Chronologie des attaques
Source : XLab
Chaîne d’attaque
Les attaques que le XLab a observées commencent par l’exploitation de CVE-2026-26980 pour voler les clés d’administration de l’API. Ensuite, les attaquants utilisent ces droits élevés pour injecter du code JavaScript malveillant dans les articles.
Le code JavaScript est un chargeur léger qui récupère un code de seconde étape depuis l’infrastructure des attaquants. Ce code est essentiellement un script de dissimulation qui dresse l’empreinte des visiteurs pour déterminer s’ils constituent des cibles valables.

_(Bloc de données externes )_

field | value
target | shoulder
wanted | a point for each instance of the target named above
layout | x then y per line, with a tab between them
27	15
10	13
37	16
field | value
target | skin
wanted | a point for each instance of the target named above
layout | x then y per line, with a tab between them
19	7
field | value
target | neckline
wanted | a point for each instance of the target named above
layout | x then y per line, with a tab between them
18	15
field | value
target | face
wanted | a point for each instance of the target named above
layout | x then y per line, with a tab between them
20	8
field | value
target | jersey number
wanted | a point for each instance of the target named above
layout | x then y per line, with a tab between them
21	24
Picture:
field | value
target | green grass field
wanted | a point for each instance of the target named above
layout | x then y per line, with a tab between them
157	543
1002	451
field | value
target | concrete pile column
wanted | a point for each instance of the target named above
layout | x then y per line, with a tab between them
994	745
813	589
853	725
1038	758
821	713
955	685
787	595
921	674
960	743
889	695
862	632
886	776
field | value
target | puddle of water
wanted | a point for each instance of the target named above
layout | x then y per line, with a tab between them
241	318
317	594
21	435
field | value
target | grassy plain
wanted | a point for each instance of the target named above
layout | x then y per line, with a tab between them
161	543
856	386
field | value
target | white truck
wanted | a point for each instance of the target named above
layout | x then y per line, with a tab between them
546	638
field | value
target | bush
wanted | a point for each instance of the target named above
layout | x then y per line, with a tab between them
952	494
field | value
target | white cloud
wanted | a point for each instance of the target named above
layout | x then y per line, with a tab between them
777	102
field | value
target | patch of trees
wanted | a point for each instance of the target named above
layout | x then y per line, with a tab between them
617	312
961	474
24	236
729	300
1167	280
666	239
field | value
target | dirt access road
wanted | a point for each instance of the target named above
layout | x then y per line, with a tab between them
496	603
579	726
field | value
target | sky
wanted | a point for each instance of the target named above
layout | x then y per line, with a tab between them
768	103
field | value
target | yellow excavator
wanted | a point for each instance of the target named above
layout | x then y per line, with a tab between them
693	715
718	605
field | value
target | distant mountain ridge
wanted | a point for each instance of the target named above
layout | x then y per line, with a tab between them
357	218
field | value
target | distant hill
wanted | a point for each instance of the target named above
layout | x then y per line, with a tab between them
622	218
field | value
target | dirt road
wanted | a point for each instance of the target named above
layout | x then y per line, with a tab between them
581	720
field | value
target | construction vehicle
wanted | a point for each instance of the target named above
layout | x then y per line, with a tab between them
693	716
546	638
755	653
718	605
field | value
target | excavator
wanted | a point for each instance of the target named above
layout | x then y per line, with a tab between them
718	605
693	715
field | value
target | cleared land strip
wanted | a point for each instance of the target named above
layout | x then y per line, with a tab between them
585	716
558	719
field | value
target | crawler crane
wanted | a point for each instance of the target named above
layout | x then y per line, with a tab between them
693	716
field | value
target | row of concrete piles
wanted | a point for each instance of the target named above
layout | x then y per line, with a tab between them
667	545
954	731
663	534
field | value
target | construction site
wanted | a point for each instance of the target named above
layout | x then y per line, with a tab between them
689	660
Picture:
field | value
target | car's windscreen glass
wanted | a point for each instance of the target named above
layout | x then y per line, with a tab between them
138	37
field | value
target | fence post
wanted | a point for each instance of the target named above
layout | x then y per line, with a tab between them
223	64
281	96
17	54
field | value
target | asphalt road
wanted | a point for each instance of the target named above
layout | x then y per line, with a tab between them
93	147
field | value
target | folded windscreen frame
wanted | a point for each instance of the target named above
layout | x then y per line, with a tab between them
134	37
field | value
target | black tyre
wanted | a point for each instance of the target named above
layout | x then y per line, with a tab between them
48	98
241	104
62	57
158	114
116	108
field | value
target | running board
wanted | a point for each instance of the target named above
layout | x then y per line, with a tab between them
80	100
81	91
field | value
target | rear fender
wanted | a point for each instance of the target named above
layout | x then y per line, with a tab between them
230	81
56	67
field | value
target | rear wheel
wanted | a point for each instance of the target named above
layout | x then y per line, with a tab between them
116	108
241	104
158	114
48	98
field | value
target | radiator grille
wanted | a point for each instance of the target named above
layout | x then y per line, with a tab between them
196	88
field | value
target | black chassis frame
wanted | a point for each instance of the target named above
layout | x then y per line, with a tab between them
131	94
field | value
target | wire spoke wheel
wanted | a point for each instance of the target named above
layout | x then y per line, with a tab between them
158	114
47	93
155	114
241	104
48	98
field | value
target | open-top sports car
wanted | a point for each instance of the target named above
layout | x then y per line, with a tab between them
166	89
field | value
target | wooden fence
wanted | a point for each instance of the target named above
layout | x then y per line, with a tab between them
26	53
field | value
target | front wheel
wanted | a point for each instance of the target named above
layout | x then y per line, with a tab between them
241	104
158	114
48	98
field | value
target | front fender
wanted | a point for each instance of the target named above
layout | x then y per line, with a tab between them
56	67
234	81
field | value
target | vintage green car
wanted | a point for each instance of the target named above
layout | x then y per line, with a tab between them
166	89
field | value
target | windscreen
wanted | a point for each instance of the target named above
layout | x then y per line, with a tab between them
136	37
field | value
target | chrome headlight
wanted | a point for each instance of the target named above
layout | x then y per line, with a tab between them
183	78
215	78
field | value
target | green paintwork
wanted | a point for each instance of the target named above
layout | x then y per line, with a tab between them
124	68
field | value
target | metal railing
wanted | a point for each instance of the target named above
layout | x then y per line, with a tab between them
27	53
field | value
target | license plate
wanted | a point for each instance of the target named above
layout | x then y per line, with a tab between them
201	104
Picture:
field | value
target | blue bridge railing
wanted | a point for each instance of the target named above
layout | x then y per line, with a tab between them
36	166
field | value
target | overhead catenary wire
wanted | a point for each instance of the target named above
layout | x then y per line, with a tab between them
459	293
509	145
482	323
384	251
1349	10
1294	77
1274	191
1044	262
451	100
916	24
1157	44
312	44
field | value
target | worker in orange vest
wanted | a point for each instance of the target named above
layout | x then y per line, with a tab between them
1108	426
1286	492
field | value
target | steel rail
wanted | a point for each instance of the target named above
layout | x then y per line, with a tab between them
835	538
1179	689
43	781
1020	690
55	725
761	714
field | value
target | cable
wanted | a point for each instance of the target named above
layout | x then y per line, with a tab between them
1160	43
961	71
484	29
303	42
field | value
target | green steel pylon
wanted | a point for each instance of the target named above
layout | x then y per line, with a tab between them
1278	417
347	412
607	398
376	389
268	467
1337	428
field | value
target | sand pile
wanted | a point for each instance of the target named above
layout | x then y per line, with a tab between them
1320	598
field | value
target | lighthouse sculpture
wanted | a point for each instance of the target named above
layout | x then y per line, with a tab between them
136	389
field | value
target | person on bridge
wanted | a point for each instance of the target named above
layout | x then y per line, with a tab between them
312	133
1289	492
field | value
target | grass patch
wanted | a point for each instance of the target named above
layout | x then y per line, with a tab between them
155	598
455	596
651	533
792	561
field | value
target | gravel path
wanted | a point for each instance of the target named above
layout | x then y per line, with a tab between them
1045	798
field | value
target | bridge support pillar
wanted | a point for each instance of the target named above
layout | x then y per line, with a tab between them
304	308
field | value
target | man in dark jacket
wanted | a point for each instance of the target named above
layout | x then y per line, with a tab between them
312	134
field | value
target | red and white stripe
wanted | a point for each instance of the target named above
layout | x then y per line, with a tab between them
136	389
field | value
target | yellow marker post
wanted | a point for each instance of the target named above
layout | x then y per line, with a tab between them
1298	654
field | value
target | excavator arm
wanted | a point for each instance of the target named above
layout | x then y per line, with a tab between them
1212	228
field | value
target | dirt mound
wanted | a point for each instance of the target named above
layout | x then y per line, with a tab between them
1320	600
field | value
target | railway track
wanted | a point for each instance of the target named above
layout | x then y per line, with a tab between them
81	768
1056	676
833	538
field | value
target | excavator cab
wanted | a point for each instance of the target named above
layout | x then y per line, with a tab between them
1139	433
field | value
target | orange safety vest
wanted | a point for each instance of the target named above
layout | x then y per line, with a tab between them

Les visiteurs qui passent cette vérification reçoivent une fausse fenêtre de prompt Cloudflare. Elle est chargée via un iframe superposé à la page de l’article et contient le leurre ClickFix.

La page ClickFix
Source : XLab
La page demande aux victimes de vérifier qu’elles sont humaines en collant une commande fournie dans l’invite de commandes Windows. Cette action dépose une charge utile sur leurs systèmes.
Le XLab a observé l’utilisation de multiples charges utiles dans ces attaques. Parmi elles se trouvent des chargeurs de DLL, des déposeurs JavaScript et un échantillon de logiciel malveillant basé sur Electron nommé UtilifySetup.exe.

Phases de l’attaque
Source : XLab
Réduire le risque
La mesure la plus importante pour les administrateurs de sites web sous Ghost CMS est de mettre à niveau vers la version 6.19.1 ou une version ultérieure. Ils doivent aussi renouveler toutes les clés utilisées auparavant, car elles ont pu être exposées.
Le XLab a fourni une liste d’indicateurs de compromission, qui inclut les scripts injectés. Un examen approfondi des sites web est donc nécessaire pour les localiser et les supprimer.
Les chercheurs recommandent aux propriétaires de sites web de conserver un historique de 30 jours des journaux d’appels de l’API d’administration. Cette pratique permet une enquête rétrospective fiable.